Basically on a two-camera set up with the people facing each other, pretend that after you finish setting up a single camera interview there’s a large mirror behind the subject. Set the second camera and lights as if you were looking into a mirror. If your lighting and composition skills are correct in a single camera set up, you should only need to make some minor adjustments to keep everything out of camera view. Simple enough, right? (I can just hear all the comments). The biggest problem will be flare into the lenses, French flag the cameras to eliminate that (can we still say French?) and barn door or flag lights as needed.
Three camera interviews are a bit more complicated, actually a lot more. Most of my work is for your neighbor in Bristol, multi cameras set-up is a standard with them. For 3 cameras interviews where the subjects face each other I don’t even bother with individual light stands, I put 4 HD combo stands at the far corners and build an overhead grid with 2†aluminum tubing, then hang all the lights. Average set-up time for 3 cameras is 3 hours with a crew of 4 or 5; then ten minutes for the interview and 2 hours to pack everything back up.
For front cameras set ups (talk show style) go to my web site. The front page has a picture of a similar set up and you can see the lights.

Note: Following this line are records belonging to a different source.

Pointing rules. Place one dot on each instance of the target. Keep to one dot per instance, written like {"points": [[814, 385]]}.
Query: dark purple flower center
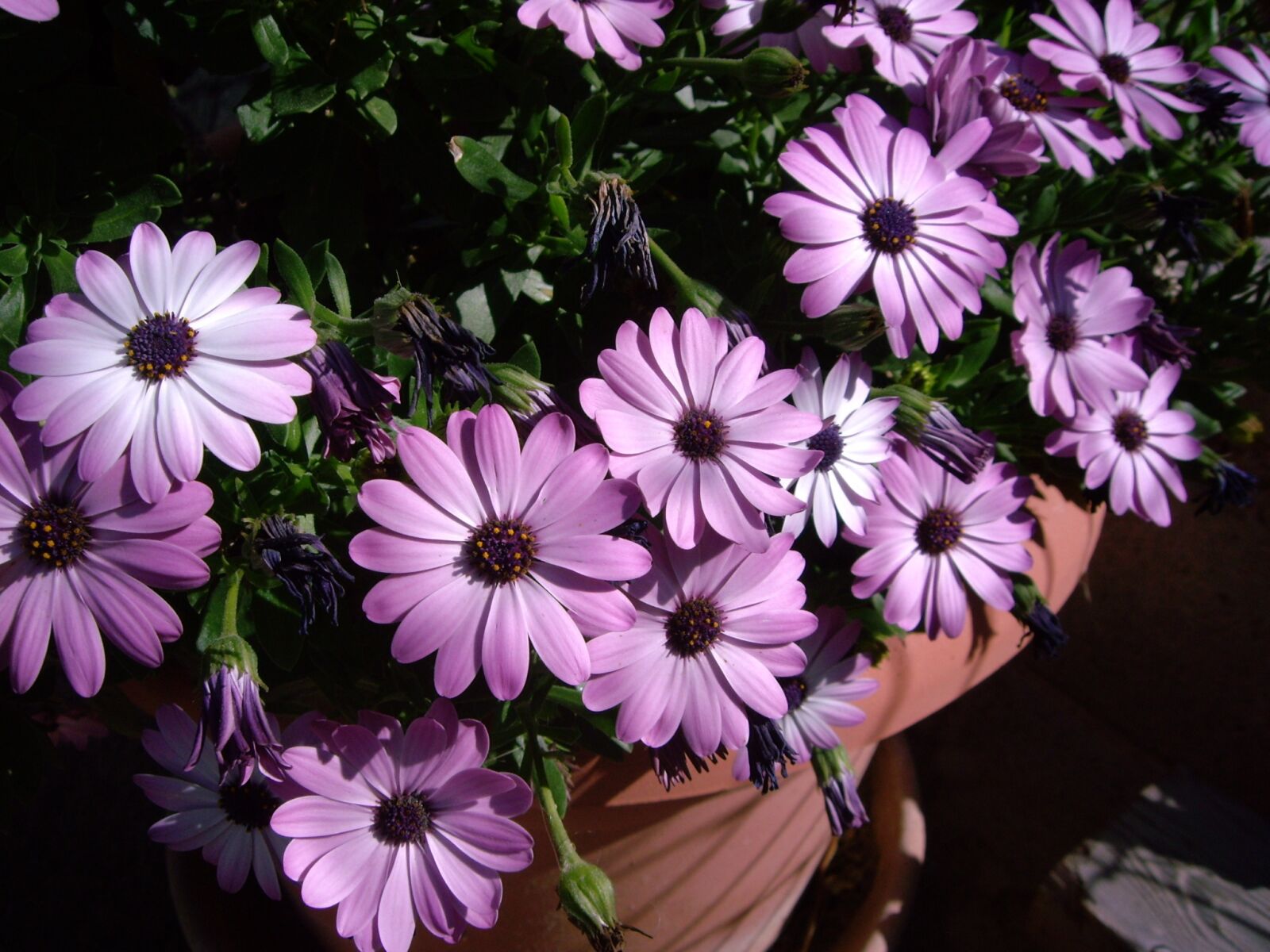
{"points": [[402, 819], [249, 805], [829, 442], [502, 550], [160, 347], [891, 225], [1130, 431], [895, 23], [1024, 94], [1060, 333], [1115, 67], [795, 692], [700, 435], [56, 535], [694, 628], [939, 531]]}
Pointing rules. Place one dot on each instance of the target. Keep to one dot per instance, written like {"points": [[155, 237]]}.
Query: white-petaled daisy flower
{"points": [[854, 441], [163, 353]]}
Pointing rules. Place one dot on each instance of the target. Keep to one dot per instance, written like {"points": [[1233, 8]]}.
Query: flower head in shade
{"points": [[79, 559], [308, 570], [821, 697], [959, 92], [698, 428], [37, 10], [234, 720], [1068, 308], [671, 761], [619, 239], [854, 441], [930, 537], [495, 549], [410, 325], [906, 36], [162, 355], [229, 822], [1249, 78], [1132, 444], [1157, 342], [351, 403], [1114, 55], [882, 209], [618, 27], [1227, 482], [804, 38], [715, 630], [400, 824], [842, 804], [1028, 90]]}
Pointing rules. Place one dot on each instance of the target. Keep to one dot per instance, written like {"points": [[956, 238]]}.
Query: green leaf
{"points": [[295, 274], [338, 285], [380, 112], [527, 359], [268, 38], [587, 125], [60, 264], [486, 173], [144, 202]]}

Lately with each set-up, particularly the more complicated ones (indoor or outdoor). I’ve been putting together a small library of set-ups taped time lapse from beginning to end with a PD150 mounted high in a corner. Now when I work with new crews I can show them in few minutes what I want them to do. It really works (as you said, it's a visual art form).
Once my third one start college maybe I’ll put everything into a DVD and start converting it into cash for some tuition assistance.